『ものがたりの家』から

2023-12-07 13:48 | by 宮崎(主担) |

 建物の断面図や、家の間取り図ってワクワクしますよね。小学生の子どもたちにも、おうちの断面図や、間取り図、細かく書き込まれた部屋のイラストなどは、人気があります。『ものがたりの家』の人気から、もっとそういったイラストや、おはなしの本を読みたいと言われて、提供した本の事例を紹介します。


『ものがたりの家』(吉田誠治/著 パイインターナショナル 2020 9784-7562-5358-3)

副題に「美術設定集」とあるように、「几帳面な魔女の家」「忘れられた孤児の城」など、すぐにも物語が始まりそうな設定の家を、細部まで細かく描いたイラスト集。

この本は、はじめ中学校にしかなかったのですが、小学生にも人気になったため購入しました。この本を見ながら、「こういうのだいすき!」と盛り上がる4、5年生女の子たちがいて、じゃあこんなのもあるよ、と別の本を紹介するようになりました。

『どんないえにすみたい?』(ジョージ・メンドーサ/文 ドリス・スーザン・スミス/絵 好学社 2022 9784-7690-2273-2)

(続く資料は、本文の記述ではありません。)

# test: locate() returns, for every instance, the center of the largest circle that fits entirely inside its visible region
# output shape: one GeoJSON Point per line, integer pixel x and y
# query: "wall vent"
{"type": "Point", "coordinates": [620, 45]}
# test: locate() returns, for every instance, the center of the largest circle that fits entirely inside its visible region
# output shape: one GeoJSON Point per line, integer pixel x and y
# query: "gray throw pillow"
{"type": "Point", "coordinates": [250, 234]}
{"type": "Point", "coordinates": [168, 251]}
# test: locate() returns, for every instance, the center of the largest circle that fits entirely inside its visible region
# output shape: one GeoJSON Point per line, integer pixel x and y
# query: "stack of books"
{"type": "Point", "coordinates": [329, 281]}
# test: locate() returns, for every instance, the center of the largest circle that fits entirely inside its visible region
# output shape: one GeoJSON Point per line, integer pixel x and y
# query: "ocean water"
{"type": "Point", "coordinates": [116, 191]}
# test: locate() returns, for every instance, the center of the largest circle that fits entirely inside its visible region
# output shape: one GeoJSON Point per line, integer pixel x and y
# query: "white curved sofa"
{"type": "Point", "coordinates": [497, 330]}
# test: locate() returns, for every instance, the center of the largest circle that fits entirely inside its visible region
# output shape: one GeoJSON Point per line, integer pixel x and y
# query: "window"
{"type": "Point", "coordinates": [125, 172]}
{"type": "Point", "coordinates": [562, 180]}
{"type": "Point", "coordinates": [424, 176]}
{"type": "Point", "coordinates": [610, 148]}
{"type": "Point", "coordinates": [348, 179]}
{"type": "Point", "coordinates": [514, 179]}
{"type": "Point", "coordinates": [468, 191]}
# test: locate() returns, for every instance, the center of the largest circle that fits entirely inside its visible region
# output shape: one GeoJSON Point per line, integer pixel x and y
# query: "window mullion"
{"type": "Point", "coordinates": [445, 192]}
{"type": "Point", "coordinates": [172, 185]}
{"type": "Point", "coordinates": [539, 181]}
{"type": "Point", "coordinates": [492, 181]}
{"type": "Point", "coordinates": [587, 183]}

 建築家のねずみが作った様々な家を、きれいな細密イラストで見せる絵本。りすのツリーハウスや、いつでもどこでもねころがれるネコの家など、楽しい家がたくさん出てきます。どれがすき? と選びながら、わいわい見るのも楽しい。


『人形の家にすんでいたネズミ一家のおはなし』
(マイケル・ボンド 徳間書店 2016 9784-19-864902-9)


 とても立派な人形の家が、見開きいっぱいに美しいイラストで描かれます。このページだけでずっと眺めていられそうです。ネズミたちの衣装もとてもかわいらしく、女の子たちが喜んで眺めていました。

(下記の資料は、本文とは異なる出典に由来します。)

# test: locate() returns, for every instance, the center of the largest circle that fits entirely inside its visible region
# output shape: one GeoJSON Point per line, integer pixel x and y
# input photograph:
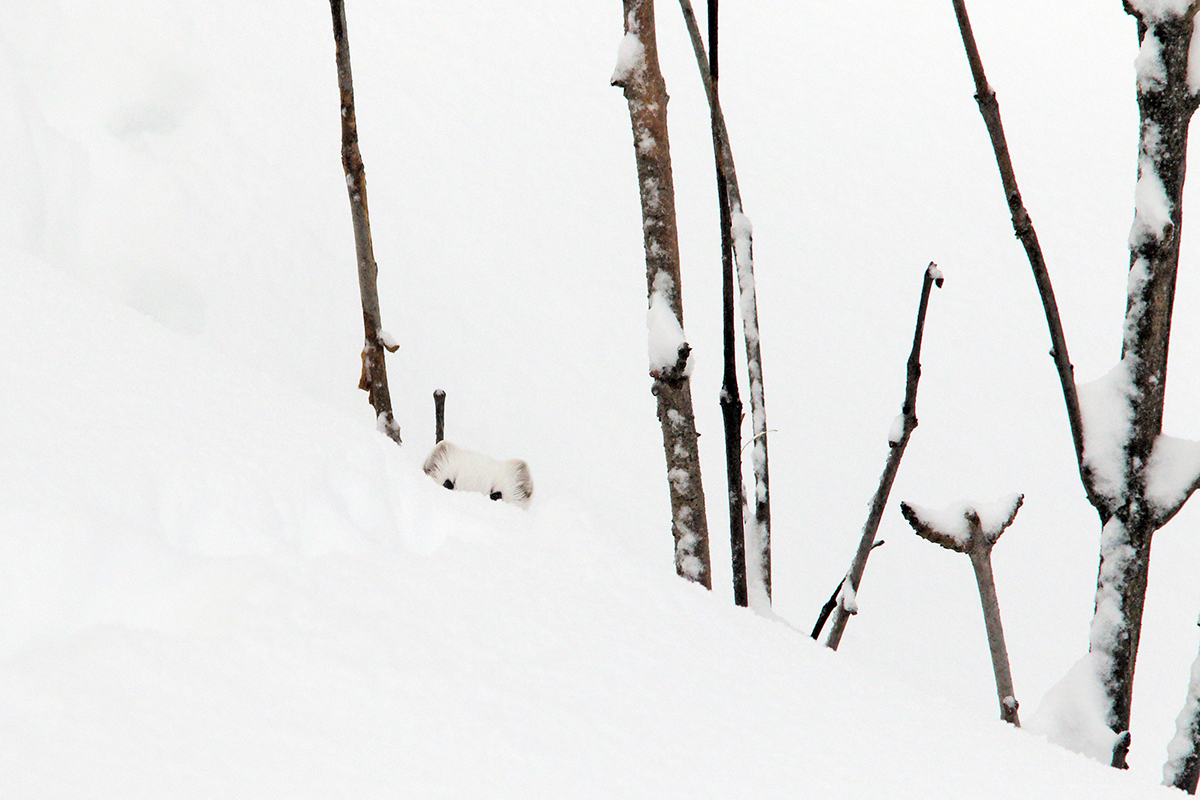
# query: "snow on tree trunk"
{"type": "Point", "coordinates": [1167, 98]}
{"type": "Point", "coordinates": [639, 74]}
{"type": "Point", "coordinates": [1134, 476]}
{"type": "Point", "coordinates": [375, 371]}
{"type": "Point", "coordinates": [1182, 768]}
{"type": "Point", "coordinates": [757, 530]}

 もう少し長い本が読みたい人には、こちらを紹介しました。
『ねずみの家』(ルーマー・ゴッデン/作 たかおゆうこ/絵 徳間書店 2001 978-4-19-861420-1)
 こちらもかわいらしい人形の家のさし絵があり、やさしく読めるけれどもドキドキのストーリーで、満足度の高い作品です。作者のゴッデンは人形のおはなしをたくさん書いており、『人形の家』(ルーマー・ゴッデン 岩波書店 2000 4-00-114067-5)は、まさに人形の家をめぐる物語で大変読みごたえがあります。昔出ていたハードカバーの本には、見返し部分に人形の家の断面図が描かれていて、小学生時代の私が夢中になった本ですが、岩波少年文庫版にはそのイラストがなく、今の中学年の子には少しハードルが高い本になってしまいました。今の子たちがもう少し大きくなったらすすめてみたい本です。 



 
『ハートウッドホテル』全4巻(ケイリー・ジョージ 童心社 2018 9784-494-01741-6)
『ひみつの地下図書館』全4巻(アビー・ロングスタッフ ほるぷ出版 2022 9784-593-10271-6)
 これらのシリーズは、家の断面図までは出てこないものの、かわいらしいイラストで、部屋のなかの様子が描かれていて、やさしく読めるけれどもそれなりに読みごたえがあるので、喜ばれたようです。何人もの子がシリーズを読破して、友達にすすめていました。



 最後に、これまで紹介したかわいらしい女の子が好みそうなイラストのシリーズとは少し系統が違うのですが、今後紹介したいと考えているのがこちらです。
『ふしぎな木の実の料理法』
(岡田淳 理論社 1994 4-652-00611-X)

 この本から始まる「こそあどの森」シリーズは、主人公のスキッパーをはじめとして、個性的なキャラクターの住人たちが登場するファンタジーですが、住人たちの住んでいる家もそれぞれ個性的なのです。スキッパーの家は「ウニマル」という船の形ですし、「ゆわかしの家」「まき貝の家」など楽しい名前の付いた家がすべて断面図で紹介されています。ちょっと不思議な、こそあどの森の世界に没入する仕掛けの一つにもなっているようです。



 こういった細部が楽しい本は、たくさんありますが、検索ではなかなか探しにくいものです。司書自身も子どもたちと一緒に楽しむことで、本の情報の引き出しを増やしていきたいと思っています。